Meia-luz ou falta de luz ou luz de velas, tudo isso remete à minha infância.

Coisa boa infância, pena que a gente sempre quer crescer.

Agora mais velha, daria tudo por um dia de volta à infância.
Onde aos sábados era "batata" a falta de energia, aliás bem arcaico esse termo "batata".

As férias em Peruíbe eram a luz de velas, a luz de vaga-lumes ou de relâmpagos que cortavam e clareavam os céus nas noites de tempestade de verão.

Aliás, não havia nada por ali, somente a natureza tal qual Deus fez, mata atlântica, praias semidesertas, os habitantes caiçaras e nós os intrusos naquele paraíso.
O leite e o pão eram entregues, trazidos por uma charrete, logo ao alvorecer.

Nas manhãs de inverno, nos dias chuvosos os lampiões tratavam de clarear nossas manhãs. Nos dias em que o sol raiava enchendo de claridade nossos quartos, tratávamos de correr para fora e sentir o cheiro do orvalho sobre as plantas e ouvir as melodia harmoniosa dos pássaros que invadiam o quintal.

Quintal que não possuía muros, quintal sem limites para nossas brincadeiras e travessuras.

Os banhos de mar, os banhos de rio, os banhos frios, os banhos quentes em que a água era aquecida em latas lá no quintal.

O aroma da madeira crispando, o sabor do chá com as torradas quentinhas saídas do forno a lenha, onde derretíamos a manteiga salgada preferida do vovô.

Enquanto isso o cheiro do feijão na panela de ferro trazia a escuridão da noite e com ela o piar das corujas, o vôo rasante dos morcegos, as estrelas coalhando o céu de um azul marinho indescritível.

Se havia luar, especialmente em noites de lua cheia, ficávamos deitados no chão da varanda enquanto vovó rezava o terço e a ladainha e o vovô reclamava de fome.

O jantar a meia-luz, a luz de velas, pois os lampiões de enormes mangas de vidro, lindos como cristais, eram reservados para as noites em que as visitas apareciam.

Quase sempre após jantar saíamos para passear.

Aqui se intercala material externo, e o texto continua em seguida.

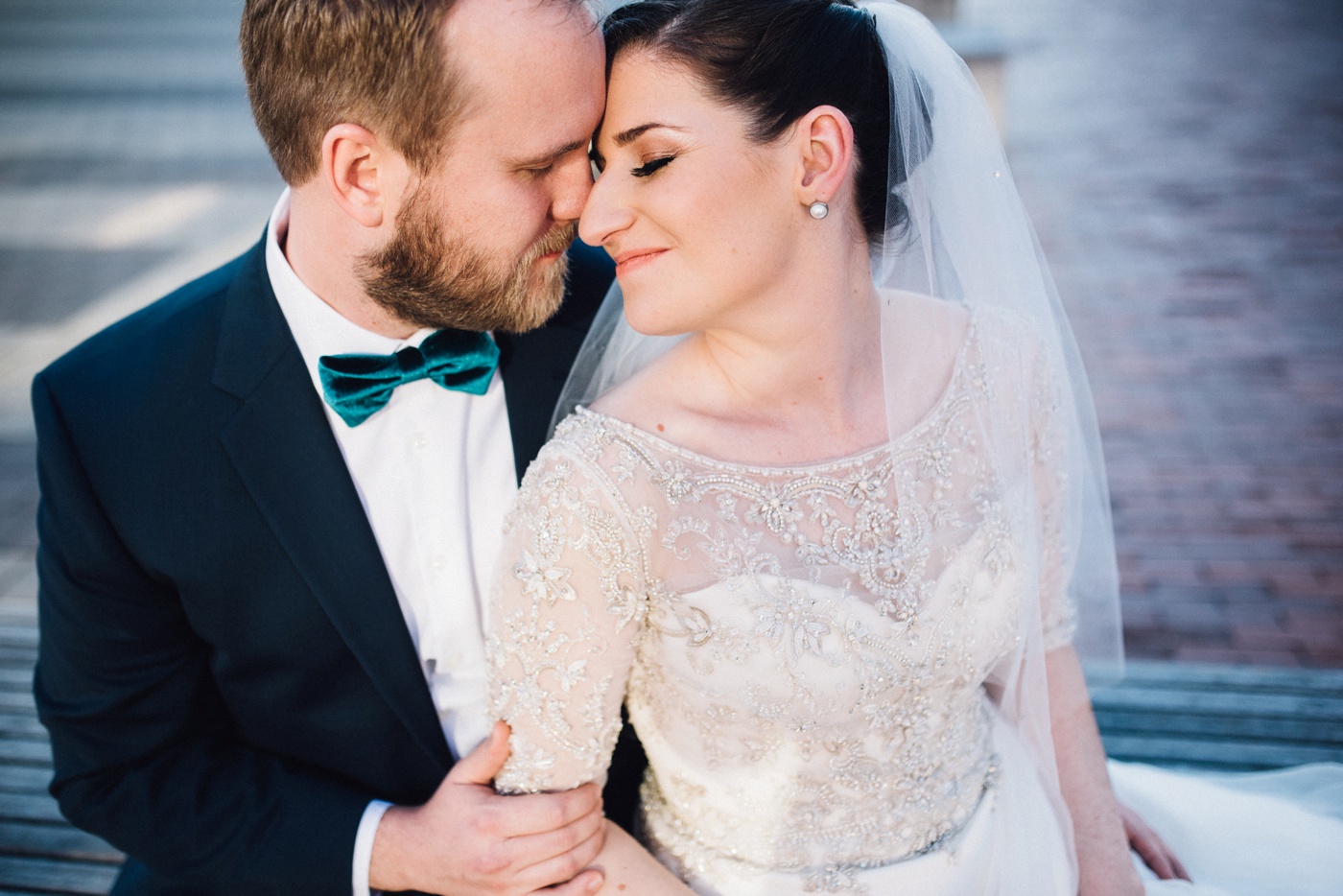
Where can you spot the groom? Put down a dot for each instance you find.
(271, 502)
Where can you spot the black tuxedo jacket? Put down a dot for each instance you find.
(224, 665)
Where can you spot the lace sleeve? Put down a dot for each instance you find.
(564, 617)
(1050, 465)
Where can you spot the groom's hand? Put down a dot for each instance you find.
(469, 839)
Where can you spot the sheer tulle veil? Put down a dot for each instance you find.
(957, 230)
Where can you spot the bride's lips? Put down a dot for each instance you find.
(634, 258)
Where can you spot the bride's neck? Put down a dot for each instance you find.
(809, 351)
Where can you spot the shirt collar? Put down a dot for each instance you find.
(318, 328)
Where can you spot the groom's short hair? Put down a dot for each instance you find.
(379, 63)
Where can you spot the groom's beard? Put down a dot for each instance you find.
(429, 278)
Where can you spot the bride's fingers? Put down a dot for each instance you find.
(533, 849)
(571, 864)
(540, 813)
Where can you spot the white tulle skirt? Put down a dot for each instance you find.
(1273, 833)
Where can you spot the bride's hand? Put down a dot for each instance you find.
(469, 839)
(1151, 848)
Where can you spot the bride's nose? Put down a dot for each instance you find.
(606, 212)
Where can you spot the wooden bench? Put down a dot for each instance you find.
(1165, 714)
(1222, 718)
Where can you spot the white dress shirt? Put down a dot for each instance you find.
(434, 472)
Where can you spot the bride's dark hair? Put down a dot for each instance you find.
(778, 59)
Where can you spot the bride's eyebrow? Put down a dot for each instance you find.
(627, 137)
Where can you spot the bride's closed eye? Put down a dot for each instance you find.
(651, 165)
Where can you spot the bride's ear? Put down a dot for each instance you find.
(825, 154)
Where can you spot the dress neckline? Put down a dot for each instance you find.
(815, 466)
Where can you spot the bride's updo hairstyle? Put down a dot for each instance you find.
(776, 60)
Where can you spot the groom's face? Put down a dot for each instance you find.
(481, 237)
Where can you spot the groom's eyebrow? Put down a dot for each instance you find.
(627, 137)
(544, 158)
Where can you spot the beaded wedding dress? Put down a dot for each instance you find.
(808, 653)
(814, 658)
(838, 670)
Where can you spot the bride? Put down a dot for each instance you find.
(830, 516)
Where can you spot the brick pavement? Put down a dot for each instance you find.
(1182, 161)
(1185, 165)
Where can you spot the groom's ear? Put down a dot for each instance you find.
(823, 141)
(362, 174)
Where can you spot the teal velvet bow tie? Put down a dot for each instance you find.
(358, 386)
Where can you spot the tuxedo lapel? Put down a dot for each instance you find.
(534, 365)
(288, 459)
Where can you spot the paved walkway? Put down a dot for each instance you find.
(1185, 167)
(1182, 161)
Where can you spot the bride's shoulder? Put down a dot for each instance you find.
(927, 318)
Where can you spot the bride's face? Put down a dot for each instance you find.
(697, 217)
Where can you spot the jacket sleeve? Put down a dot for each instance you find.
(141, 742)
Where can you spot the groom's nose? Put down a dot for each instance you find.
(604, 214)
(573, 184)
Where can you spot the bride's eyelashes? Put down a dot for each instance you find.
(651, 165)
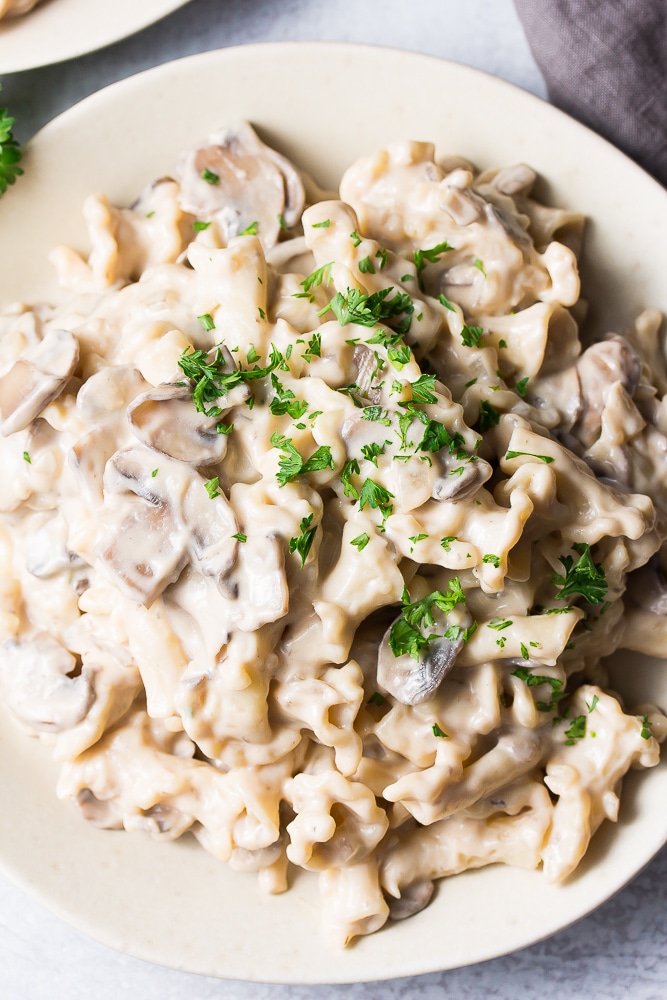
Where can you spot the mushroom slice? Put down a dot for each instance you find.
(413, 681)
(166, 420)
(458, 486)
(413, 898)
(146, 546)
(240, 181)
(37, 686)
(34, 382)
(600, 366)
(366, 363)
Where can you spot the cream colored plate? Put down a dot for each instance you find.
(322, 105)
(63, 29)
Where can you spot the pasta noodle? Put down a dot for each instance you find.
(318, 518)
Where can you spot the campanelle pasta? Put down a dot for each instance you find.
(318, 518)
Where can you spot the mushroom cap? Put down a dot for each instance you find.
(35, 381)
(248, 182)
(166, 420)
(413, 681)
(36, 677)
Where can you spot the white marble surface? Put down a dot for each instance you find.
(620, 951)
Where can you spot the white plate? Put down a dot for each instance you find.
(172, 903)
(63, 29)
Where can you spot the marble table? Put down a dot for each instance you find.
(618, 952)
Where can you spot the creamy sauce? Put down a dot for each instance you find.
(210, 603)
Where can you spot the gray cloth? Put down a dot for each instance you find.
(605, 63)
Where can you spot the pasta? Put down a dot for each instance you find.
(319, 517)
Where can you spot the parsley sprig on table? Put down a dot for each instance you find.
(10, 152)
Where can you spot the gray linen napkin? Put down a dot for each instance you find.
(605, 63)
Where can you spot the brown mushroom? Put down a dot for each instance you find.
(40, 684)
(600, 366)
(166, 420)
(35, 381)
(413, 681)
(413, 898)
(160, 516)
(239, 181)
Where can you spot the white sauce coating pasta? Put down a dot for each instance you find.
(317, 518)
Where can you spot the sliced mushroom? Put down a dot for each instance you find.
(366, 363)
(146, 547)
(648, 588)
(240, 181)
(37, 686)
(46, 548)
(413, 898)
(101, 404)
(35, 381)
(165, 419)
(160, 516)
(453, 485)
(600, 366)
(413, 681)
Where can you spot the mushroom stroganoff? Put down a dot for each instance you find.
(318, 517)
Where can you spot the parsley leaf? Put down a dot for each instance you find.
(471, 335)
(302, 543)
(361, 541)
(376, 496)
(10, 152)
(488, 416)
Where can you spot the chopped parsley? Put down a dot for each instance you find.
(582, 577)
(371, 452)
(576, 731)
(488, 416)
(369, 309)
(529, 454)
(210, 177)
(212, 487)
(291, 464)
(536, 680)
(471, 336)
(432, 256)
(375, 496)
(646, 732)
(314, 348)
(349, 469)
(302, 543)
(406, 635)
(206, 321)
(10, 152)
(285, 401)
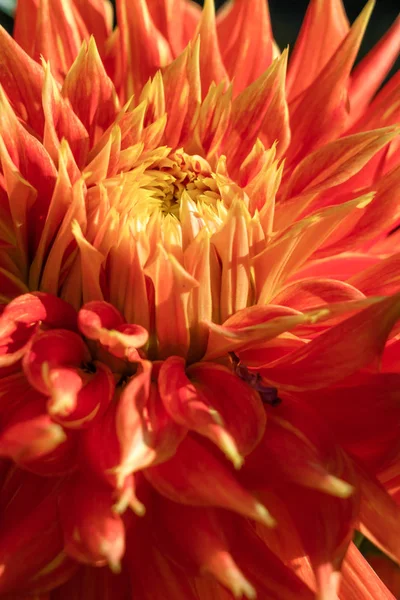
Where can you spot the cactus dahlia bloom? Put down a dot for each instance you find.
(200, 303)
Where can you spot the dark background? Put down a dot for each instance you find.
(286, 16)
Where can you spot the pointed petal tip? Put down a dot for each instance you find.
(229, 448)
(337, 487)
(264, 515)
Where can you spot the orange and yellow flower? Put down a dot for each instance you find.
(200, 303)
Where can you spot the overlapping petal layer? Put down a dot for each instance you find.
(200, 303)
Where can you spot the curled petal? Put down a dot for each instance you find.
(329, 357)
(102, 322)
(51, 366)
(30, 539)
(92, 400)
(93, 532)
(196, 477)
(21, 317)
(359, 580)
(138, 430)
(207, 550)
(31, 439)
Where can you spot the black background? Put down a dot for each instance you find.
(286, 16)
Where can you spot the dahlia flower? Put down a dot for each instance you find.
(200, 303)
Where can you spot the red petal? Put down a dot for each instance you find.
(330, 357)
(102, 322)
(20, 77)
(320, 112)
(57, 26)
(359, 580)
(93, 583)
(29, 539)
(207, 549)
(93, 533)
(211, 65)
(367, 77)
(21, 317)
(96, 103)
(245, 21)
(196, 477)
(260, 110)
(323, 30)
(137, 31)
(198, 404)
(374, 441)
(61, 122)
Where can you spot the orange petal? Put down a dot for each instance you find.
(323, 30)
(375, 441)
(379, 516)
(368, 75)
(320, 112)
(32, 539)
(138, 30)
(207, 549)
(197, 405)
(359, 580)
(57, 26)
(259, 111)
(329, 357)
(102, 322)
(172, 284)
(196, 477)
(61, 122)
(22, 78)
(93, 533)
(232, 245)
(93, 583)
(337, 161)
(307, 293)
(243, 21)
(212, 68)
(90, 91)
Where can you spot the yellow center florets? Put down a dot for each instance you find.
(179, 173)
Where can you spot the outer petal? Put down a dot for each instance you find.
(90, 91)
(320, 113)
(323, 30)
(103, 323)
(259, 111)
(370, 72)
(93, 533)
(93, 583)
(373, 442)
(211, 64)
(138, 30)
(245, 62)
(198, 404)
(22, 78)
(196, 477)
(32, 539)
(329, 358)
(359, 580)
(206, 551)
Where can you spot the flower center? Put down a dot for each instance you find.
(179, 173)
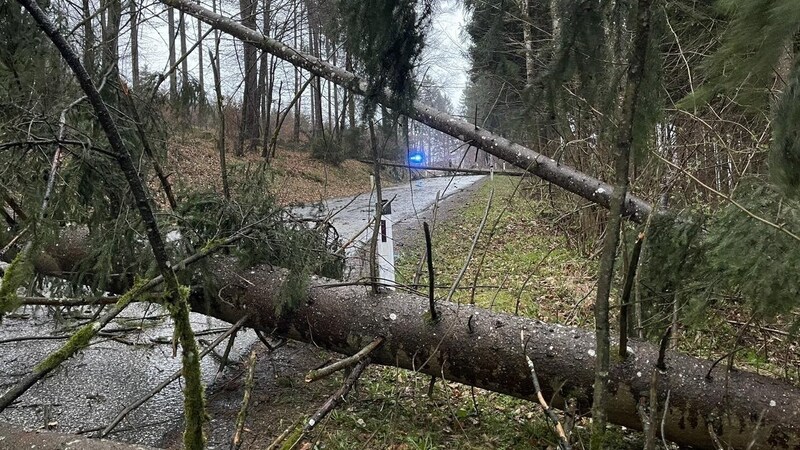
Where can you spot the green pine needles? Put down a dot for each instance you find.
(698, 259)
(386, 37)
(19, 272)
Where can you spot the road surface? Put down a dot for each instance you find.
(91, 388)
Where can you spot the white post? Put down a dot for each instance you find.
(385, 252)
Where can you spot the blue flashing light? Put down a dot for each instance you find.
(416, 158)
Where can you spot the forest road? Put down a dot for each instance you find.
(87, 391)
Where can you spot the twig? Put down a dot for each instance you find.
(431, 285)
(478, 232)
(714, 364)
(319, 374)
(662, 349)
(488, 242)
(664, 419)
(334, 400)
(531, 271)
(551, 415)
(729, 199)
(241, 418)
(175, 375)
(423, 258)
(463, 170)
(714, 437)
(626, 295)
(224, 361)
(373, 244)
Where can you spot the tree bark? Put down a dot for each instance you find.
(249, 130)
(540, 165)
(481, 348)
(173, 77)
(111, 38)
(344, 319)
(134, 45)
(88, 36)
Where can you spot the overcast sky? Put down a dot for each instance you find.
(444, 58)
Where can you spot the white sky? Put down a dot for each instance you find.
(443, 60)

Meu passeio preferido era ver o arrastão, corajosos aqueles homens que entravam com suas redes mar adentro, no breu da noite.
As redes voltavam cheias de peixes, siris e camarões, algumas conchas com seus ermitões.

Na volta arrastávamos os pés cansados, de tanta brincadeira, na areia fria, mal conseguíamos chegar acordados na cama, mas não dormíamos sem antes fazer as orações da noite e queimar os dedos na parafina, para mim espalmacete, das velas.

Hoje, ainda me deixo ficar assim a meia-luz, vagando nas doces lembranças da infância que fazem a vida valer a pena.